Economic ties between Sri Lanka and Estonia are very low. Sri Lanka was placed 78th among Estonia's trade partners in 2007 resulting in a total trade turnover between Estonia and Sri Lanka of 28.5 million kroons. Sri Lanka ranked 89th among Estonia's export partners and 61st among import partners in 2007. The balance of trade between two countries has been favourable for Estonia except in 2000. Sri Lanka is the biggest Black Tea supplier and the second biggest Green Tea supplier to the Estonian market.

Revenue from Estonian imports from Sri Lanka totaled an estimated US$13.56 million in 2024, according to the United Nations COMTRADE database on international trade.

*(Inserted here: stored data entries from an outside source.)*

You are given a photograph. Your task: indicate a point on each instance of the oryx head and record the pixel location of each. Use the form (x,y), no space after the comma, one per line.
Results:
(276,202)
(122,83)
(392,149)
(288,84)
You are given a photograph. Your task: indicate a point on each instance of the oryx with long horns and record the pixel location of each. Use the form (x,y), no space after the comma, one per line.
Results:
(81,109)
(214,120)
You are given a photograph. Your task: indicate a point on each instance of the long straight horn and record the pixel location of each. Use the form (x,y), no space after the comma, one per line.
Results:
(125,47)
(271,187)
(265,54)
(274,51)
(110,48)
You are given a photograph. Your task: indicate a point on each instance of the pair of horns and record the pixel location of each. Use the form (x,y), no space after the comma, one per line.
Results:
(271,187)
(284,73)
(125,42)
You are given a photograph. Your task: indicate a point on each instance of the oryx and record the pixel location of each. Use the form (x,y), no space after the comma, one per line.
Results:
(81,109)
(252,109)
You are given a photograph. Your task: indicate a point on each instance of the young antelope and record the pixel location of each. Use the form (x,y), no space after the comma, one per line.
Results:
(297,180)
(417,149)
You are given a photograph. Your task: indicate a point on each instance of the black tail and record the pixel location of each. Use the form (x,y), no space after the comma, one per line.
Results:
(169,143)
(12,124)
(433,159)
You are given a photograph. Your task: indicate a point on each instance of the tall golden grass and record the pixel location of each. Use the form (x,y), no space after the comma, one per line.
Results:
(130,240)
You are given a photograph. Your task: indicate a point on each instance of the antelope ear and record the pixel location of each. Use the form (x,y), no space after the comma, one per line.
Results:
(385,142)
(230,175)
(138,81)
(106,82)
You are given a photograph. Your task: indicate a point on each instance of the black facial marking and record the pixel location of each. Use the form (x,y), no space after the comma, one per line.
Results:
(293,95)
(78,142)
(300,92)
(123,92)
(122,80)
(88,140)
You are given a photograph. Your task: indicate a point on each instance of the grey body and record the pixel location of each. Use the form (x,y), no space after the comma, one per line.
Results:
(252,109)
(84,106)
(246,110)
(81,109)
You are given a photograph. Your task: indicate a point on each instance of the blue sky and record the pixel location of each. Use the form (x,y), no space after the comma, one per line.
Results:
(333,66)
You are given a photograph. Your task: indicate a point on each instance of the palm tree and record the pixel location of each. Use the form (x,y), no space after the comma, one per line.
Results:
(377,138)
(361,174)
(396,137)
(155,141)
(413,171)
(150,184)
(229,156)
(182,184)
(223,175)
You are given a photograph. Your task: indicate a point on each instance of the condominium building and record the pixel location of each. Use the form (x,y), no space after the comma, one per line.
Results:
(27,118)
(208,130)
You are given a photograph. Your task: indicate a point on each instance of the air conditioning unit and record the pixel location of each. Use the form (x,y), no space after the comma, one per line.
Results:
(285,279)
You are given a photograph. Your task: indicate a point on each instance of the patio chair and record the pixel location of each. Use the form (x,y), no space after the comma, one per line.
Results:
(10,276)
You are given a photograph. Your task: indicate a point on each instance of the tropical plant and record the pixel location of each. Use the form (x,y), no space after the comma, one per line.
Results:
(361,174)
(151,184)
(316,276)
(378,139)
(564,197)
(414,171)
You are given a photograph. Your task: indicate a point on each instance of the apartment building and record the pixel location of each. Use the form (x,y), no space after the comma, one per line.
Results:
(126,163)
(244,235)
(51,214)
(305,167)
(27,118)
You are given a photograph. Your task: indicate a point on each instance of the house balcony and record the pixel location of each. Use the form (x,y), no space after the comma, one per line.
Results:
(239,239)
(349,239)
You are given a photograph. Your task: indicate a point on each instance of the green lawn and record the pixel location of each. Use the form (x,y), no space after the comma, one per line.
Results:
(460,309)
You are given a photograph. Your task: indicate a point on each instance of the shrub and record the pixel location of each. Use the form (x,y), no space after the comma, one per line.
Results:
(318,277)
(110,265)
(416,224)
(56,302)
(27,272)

| Estonia Imports from Sri Lanka | Value | Year |
|---|---|---|
| Total | $13.56M | 2024 |
| Articles of apparel, not knit or crocheted | $5.23M | 2024 |
| Articles of apparel, knit or crocheted | $3.22M | 2024 |
| Coffee, tea, mate and spices | $1.84M | 2024 |
| Miscellaneous edible preparations | $607.39K | 2024 |
| Miscellaneous chemical products | $523.81K | 2024 |
| Rubbers | $459.12K | 2024 |
| Electrical, electronic equipment | $431.30K | 2024 |
| Animal, vegetable fats and oils, cleavage products | $201.41K | 2024 |
| Footwear, gaiters and the like, | $154.00K | 2024 |
| Edible fruits, nuts, peel of citrus fruit, melons | $115.71K | 2024 |
| Toys, games, sports requisites | $115.22K | 2024 |
| Other made textile articles, sets, worn clothing | $109.96K | 2024 |
| Vehicles other than railway, tramway | $87.36K | 2024 |
| Wadding, felt, nonwovens, yarns, twine, cordage | $68.87K | 2024 |
| Oil seed, oleagic fruits, grain, seed, fruits | $65.59K | 2024 |
| Articles of leather, animal gut, harness, travel good | $49.84K | 2024 |
| Headgear and | $43.14K | 2024 |
| Manufacturers of plaiting material, basketwork | $35.89K | 2024 |
| Ceramic products | $32.41K | 2024 |
| Aluminum | $28.32K | 2024 |
| Cereal, flour, starch, milk preparations and products | $20.16K | 2024 |
| Vegetable, fruit, nut food preparations | $18.1K | 2024 |
| Cocoa and cocoa preparations | $14.02K | 2024 |
| Beverages, spirits and vinegar | $12.87K | 2024 |

Trade between Estonia and Sri Lanka 2000–2007 (in thousand EUR):

| Year | Imports to Estonia | Exports from Estonia |
| 2000 | 1,554 | 828.6 |
| 2001 | 1,542 | 929.2 |
| 2002 | 2,053 | 1,899 |
| 2003 | 2,034 | 1,497 |
| 2004 | 453 | 1,255 |
| 2005 | 1,043 | 369.4 |
| 2006 | 1,363 | 292.5 |
| 2007 | 1,364 | 456.7 |
| 2008 | 1498.3 | 533 |
| 2009 | 1265 | 3210 |

==Agreements==
- Intergovernmental Agreement for Co-operation in Culture, Education and Science (2005) which "foresees interlibrary loaning, creating contacts between universities and other educational and scientific establishments, exchanging of TV and radio programmes, and co-operation between sports and youth organisations."
- Agreement for Co-operation Between the Estonian Chamber of Commerce and Industry and the Ceylon Chamber of Commerce (2000)

==Tourism==
The Estonian President Toomas Hendrik Ilves has acknowledged that Sri Lanka is a very attractive tourist destination and has suggested that Sri Lanka should concentrate on promoting Estonian tourists to Sri Lanka as Estonians are interested in visiting destinations with diversified tourist attractions.

In 2015, it was reported that around 2000 Estonian tourists visit Sri Lanka and year.
==Resident diplomatic missions==
- Estonia is accredited to Sri Lanka from its embassy in New Delhi, India.
- Sri Lanka is accredited to Estonia from its embassy in Stockholm, Sweden.